The current easing cycle comes as household finances in advanced economies are stronger than during the years after the global financial crisis, and sometimes even relative to the prepandemic period. Similarly, there hasn’t been a significant increase in household default rates. The preexisting conditions of this loosening cycle differ substantially from historical experience, so its effects may also be different from usual.
Another key difference is the historically high share of fixed-rate mortgages as a proportion of outstanding debt. Typically, a high share of fixed-rate mortgages dampens the transmission of monetary policy during a tightening cycle, as homeowners with such loans are insulated from rising rates. In a loosening cycle, fixed-rate mortgages impair transmission less, as households with such loans may want to refinance at even lower rates, activating what is known as the refinancing channel of monetary policy, Martin Eichenbaum, Sergio Rebelo, and Arlene Wong show.

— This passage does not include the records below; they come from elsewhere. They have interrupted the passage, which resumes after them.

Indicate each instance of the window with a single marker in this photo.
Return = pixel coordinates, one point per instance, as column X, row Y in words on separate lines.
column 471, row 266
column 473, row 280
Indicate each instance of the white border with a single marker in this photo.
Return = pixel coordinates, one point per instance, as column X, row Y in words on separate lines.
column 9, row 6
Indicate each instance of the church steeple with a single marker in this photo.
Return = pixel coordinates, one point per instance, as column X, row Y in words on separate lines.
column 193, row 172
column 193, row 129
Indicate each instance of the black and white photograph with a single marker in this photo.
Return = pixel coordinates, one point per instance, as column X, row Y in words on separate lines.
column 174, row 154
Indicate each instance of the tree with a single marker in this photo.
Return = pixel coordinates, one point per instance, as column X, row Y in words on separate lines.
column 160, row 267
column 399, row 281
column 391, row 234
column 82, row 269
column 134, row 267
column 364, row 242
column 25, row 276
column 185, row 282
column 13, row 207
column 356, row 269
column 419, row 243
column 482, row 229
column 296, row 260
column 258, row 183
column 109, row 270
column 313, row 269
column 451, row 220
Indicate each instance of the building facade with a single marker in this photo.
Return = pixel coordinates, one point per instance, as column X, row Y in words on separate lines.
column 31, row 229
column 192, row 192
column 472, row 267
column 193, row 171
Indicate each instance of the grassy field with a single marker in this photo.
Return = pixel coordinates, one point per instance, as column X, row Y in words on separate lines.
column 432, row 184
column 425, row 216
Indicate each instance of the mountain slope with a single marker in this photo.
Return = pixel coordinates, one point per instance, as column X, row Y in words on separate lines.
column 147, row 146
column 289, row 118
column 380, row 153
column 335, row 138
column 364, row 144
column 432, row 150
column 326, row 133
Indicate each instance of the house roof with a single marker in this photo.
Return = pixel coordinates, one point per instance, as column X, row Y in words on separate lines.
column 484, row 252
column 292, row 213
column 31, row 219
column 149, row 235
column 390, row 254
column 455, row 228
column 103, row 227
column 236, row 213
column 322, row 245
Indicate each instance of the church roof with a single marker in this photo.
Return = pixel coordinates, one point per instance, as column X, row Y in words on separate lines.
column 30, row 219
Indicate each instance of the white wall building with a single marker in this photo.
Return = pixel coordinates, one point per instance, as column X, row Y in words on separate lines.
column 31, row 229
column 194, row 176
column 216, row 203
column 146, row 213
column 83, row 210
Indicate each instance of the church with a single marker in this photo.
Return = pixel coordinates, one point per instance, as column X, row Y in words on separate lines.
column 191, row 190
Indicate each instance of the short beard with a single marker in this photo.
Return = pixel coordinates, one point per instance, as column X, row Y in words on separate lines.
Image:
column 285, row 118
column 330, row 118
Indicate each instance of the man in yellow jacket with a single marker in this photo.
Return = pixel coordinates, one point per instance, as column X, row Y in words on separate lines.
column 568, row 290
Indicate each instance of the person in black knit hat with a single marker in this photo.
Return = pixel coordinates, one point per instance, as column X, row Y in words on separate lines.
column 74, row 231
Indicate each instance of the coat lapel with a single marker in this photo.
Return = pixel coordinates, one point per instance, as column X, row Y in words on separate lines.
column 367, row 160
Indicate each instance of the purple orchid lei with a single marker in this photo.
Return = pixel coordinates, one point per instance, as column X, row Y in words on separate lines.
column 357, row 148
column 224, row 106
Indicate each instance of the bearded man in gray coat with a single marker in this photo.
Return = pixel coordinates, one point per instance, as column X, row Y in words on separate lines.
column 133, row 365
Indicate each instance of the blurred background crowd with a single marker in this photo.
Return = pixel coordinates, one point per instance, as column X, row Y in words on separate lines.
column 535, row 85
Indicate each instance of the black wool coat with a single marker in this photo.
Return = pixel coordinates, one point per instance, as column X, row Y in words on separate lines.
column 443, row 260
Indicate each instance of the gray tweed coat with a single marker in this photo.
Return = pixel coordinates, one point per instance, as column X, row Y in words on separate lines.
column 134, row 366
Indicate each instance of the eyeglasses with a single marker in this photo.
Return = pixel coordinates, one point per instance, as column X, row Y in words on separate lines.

This time could be different, however. Many borrowers in advanced economies locked in historically low fixed rates during the 2010s and the pandemic. These mortgages may remain well below current rates despite monetary easing, leaving many households with little incentive to refinance.
In the United States, for example, the average rate for all outstanding mortgages was 3.9 percent as of late 2024, government data show, well below the 6.7 percent average for new 30-year fixed loans. This means that mortgage rates would have to decline about 3 percentage points for the average borrower with a fixed-rate loan to have an incentive to refinance. Homeowners with fixed rates are therefore likely to remain locked in despite lower borrowing costs, with important consequences on both spending and house prices.
Of course, monetary policy operates through many channels other than housing markets. Ultimately, the degree of transmission of any easing cycle to the real economy depends on many factors: the relative speed and strength of the loosening impulse; the pass-through of monetary policy to lending rates; the government’s fiscal stance; and supply-side factors, such as the cost of materials, many of which are beyond the direct influence of central banks.
Yet our results highlight that housing and mortgage markets are a key component of the transmission mechanism. Central banks should therefore closely monitor housing markets to best calibrate policy.
Opinions expressed in articles and other materials are those of the authors; they do not necessarily reflect IMF policy.
References:
Di Maggio, Marco, Amir Kermani, Benjamin J. Keys, Tomasz Piskorski, Rodney Ramcharan, Amit Seru, and Vincent Yao. 2017. “Interest Rate Pass-Through: Mortgage Rates, Household Consumption, and Voluntary Deleveraging.” American Economic Review 107 (11): 3550–88.
Eichenbaum, Martin, Sergio Rebelo, and Arlene Wong. 2022. “State-Dependent Effects of Monetary Policy: The Refinancing Channel.” American Economic Review 112 (3): 721–61.
Mian, Atif, and Amir Sufi. 2011. “House Prices, Home Equity-Based Borrowing, and the US Household Leverage Crisis.” American Economic Review 101 (5): 2132–56.
Mian, Atif, Kamalesh Rao, and Amir Sufi. 2013. “Household Balance Sheets, Consumption, and the Economic Slump.” Quarterly Journal of Economics 128 (4): 1687–726.
Tenreyro, Silvana, and Gregory Thwaites. 2016. “Pushing on a String: US Monetary Policy Is Less Powerful in Recessions.” American Economic Journal: Macroeconomics 8 (4): 43–74.